Re: certification

From: Leythos (void_at_nowhere.lan)
Date: 08/18/05


Date: Thu, 18 Aug 2005 16:09:52 GMT

In article <1124380915.619187.175550@g47g2000cwa.googlegroups.com>,
a_j_moran@yahoo.co.uk says...
>
> Leythos schrieb:
>
> > In article <de29eo$irr$1@bolt.sonic.net>, claudel@bolt.sonic.net says...
> > > OTOH, if you do *not* have the professional exposure and feel the need
> > > to attend a "boot camp" or cram course of some sort than it can be
> > > quite expensive. In this case you also may not have the practical
> > > experience to maximize the benefit of the certification...
>
> Yeah I know what you mean. for me its half about doing something to
> motivate me to learn about other stuff (crypto, protocols, pki etc are
> all my daily bread but stuff in some of the other domains doesn't
> really fall into my remit) and partly to shore up my cv. I'm really
> not sure it matters that much if you really have the experience - that
> said I have seen it cited as a requirement for some jobs.
>
> I guess I would rather learn it myself than attend courses..

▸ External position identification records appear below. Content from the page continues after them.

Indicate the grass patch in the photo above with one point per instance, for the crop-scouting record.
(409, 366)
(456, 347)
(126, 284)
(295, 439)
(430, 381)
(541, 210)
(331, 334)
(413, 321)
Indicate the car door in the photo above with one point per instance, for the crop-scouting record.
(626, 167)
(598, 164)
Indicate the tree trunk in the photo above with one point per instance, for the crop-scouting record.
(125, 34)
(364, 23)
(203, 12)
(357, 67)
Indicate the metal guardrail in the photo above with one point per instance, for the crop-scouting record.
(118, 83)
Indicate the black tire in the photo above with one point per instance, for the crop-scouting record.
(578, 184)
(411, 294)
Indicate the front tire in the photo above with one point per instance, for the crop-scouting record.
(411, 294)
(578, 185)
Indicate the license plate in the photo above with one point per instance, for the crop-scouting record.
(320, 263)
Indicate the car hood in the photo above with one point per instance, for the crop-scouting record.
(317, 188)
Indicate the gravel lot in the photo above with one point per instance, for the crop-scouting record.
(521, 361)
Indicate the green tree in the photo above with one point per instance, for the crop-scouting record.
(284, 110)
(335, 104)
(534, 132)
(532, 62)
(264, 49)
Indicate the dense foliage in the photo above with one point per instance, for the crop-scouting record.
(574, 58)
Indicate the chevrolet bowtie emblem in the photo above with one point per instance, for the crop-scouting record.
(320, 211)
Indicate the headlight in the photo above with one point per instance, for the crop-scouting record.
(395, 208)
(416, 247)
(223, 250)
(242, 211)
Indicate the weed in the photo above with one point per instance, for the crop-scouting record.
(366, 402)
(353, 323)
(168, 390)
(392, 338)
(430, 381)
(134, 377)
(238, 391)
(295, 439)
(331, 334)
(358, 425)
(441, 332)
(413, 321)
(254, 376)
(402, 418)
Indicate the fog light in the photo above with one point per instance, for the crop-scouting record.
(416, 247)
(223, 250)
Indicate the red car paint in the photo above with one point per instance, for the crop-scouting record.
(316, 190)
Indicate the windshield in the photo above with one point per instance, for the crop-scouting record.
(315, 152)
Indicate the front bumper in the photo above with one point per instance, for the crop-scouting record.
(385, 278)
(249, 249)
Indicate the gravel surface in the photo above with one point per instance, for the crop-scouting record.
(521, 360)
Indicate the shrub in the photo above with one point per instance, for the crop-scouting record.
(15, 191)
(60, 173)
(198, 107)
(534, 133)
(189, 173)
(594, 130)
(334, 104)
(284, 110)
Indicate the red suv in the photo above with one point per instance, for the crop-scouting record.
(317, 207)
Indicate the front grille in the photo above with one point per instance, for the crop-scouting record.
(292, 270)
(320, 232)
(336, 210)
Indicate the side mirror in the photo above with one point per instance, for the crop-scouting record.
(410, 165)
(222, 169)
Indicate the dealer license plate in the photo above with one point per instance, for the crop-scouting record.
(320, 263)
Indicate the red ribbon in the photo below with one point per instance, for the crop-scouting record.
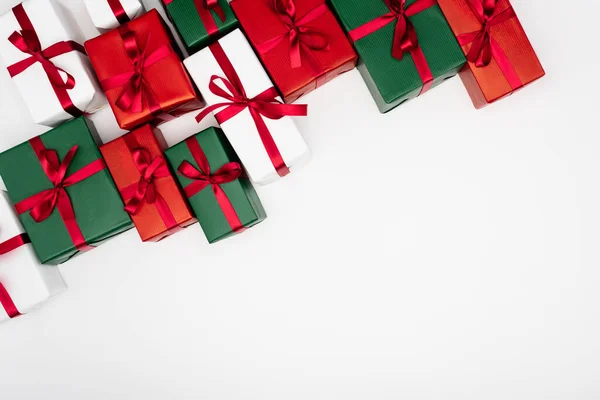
(42, 204)
(299, 36)
(136, 88)
(263, 105)
(28, 42)
(483, 46)
(405, 35)
(145, 191)
(203, 177)
(118, 11)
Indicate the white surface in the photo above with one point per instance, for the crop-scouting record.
(433, 253)
(241, 130)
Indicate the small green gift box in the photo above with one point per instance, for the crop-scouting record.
(63, 193)
(405, 47)
(210, 173)
(201, 22)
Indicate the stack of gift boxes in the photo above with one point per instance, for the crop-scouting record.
(67, 193)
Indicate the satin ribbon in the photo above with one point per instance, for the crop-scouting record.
(483, 46)
(264, 105)
(405, 35)
(203, 177)
(145, 191)
(301, 38)
(41, 205)
(136, 88)
(27, 41)
(118, 11)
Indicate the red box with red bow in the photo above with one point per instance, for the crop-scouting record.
(300, 42)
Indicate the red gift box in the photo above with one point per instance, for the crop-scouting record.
(142, 76)
(300, 42)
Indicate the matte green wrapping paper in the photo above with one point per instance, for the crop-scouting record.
(95, 200)
(200, 27)
(392, 81)
(240, 192)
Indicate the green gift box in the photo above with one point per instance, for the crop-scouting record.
(222, 198)
(377, 27)
(65, 196)
(201, 22)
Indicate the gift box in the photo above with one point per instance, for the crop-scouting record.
(41, 49)
(239, 92)
(141, 74)
(299, 42)
(108, 14)
(208, 169)
(201, 22)
(24, 282)
(63, 192)
(405, 46)
(500, 57)
(151, 195)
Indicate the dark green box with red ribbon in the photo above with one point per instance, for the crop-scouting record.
(201, 22)
(405, 46)
(221, 196)
(65, 196)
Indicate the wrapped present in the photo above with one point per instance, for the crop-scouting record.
(406, 46)
(141, 74)
(24, 282)
(299, 42)
(63, 193)
(256, 122)
(151, 195)
(108, 14)
(500, 57)
(40, 46)
(224, 202)
(201, 22)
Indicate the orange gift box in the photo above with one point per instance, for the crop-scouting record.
(149, 191)
(501, 58)
(141, 74)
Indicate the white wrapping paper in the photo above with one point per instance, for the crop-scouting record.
(103, 16)
(241, 129)
(27, 282)
(52, 24)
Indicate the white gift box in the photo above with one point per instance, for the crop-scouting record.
(27, 282)
(53, 24)
(103, 16)
(241, 130)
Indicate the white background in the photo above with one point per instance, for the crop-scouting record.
(436, 252)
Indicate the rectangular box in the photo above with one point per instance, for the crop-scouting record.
(513, 63)
(150, 193)
(241, 128)
(63, 193)
(302, 47)
(52, 34)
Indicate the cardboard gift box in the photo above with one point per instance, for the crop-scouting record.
(405, 46)
(208, 169)
(141, 74)
(201, 22)
(500, 57)
(151, 195)
(41, 48)
(299, 42)
(24, 282)
(108, 14)
(239, 92)
(63, 193)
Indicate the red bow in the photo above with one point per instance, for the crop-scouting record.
(486, 11)
(28, 42)
(298, 34)
(203, 177)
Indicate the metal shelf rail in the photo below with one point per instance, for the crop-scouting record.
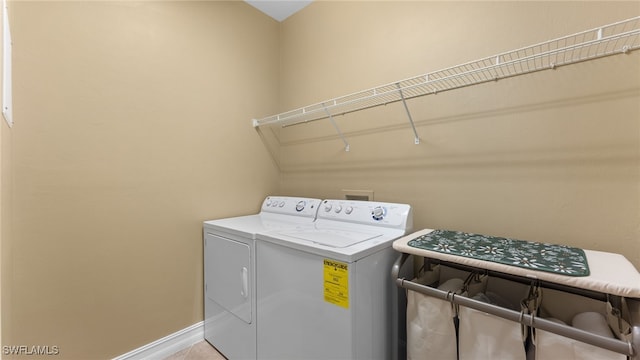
(630, 349)
(616, 38)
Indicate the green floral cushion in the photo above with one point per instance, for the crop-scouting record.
(559, 259)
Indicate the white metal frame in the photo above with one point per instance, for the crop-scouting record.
(616, 38)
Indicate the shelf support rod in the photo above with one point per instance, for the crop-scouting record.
(416, 139)
(335, 126)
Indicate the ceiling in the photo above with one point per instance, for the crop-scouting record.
(279, 9)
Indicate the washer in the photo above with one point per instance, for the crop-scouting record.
(230, 271)
(326, 292)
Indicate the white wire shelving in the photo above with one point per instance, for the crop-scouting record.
(617, 38)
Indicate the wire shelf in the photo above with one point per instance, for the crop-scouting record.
(616, 38)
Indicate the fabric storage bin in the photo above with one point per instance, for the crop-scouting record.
(581, 312)
(485, 336)
(431, 333)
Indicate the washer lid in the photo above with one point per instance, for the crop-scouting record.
(336, 238)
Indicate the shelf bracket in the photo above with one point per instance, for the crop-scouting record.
(416, 139)
(335, 126)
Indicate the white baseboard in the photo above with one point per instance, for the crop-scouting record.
(168, 345)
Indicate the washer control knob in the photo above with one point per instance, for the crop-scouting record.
(378, 213)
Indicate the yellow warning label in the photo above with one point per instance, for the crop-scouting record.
(336, 283)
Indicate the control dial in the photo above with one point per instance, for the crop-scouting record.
(378, 213)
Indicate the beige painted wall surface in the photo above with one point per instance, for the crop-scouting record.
(132, 126)
(552, 156)
(4, 185)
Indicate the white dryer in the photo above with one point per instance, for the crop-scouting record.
(230, 271)
(326, 292)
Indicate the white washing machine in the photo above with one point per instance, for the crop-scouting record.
(230, 271)
(326, 292)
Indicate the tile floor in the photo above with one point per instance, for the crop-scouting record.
(198, 351)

I think certification is a good thing, in many cases it proves that you
have some knowledge of the subject, but, if the test is easy to pass (as
the Microsoft Certification one are), they become meaningless and
something that people don't want to see when they interview or read a
resume. What I look for is people that have a clear and unfaltering
history in the area we need skills - many times it's easy to see a
fluffed resume. What really filters out the good ones from the book
types is the internal testing we do - about 95% of all people taking our
internal test fail. What's funny is when we do a "lets see how you
think" type question - some people try and answer them, some say what
does this have to do with the job (we never hire those), others don't
answer the question at all (and we don't hire them either).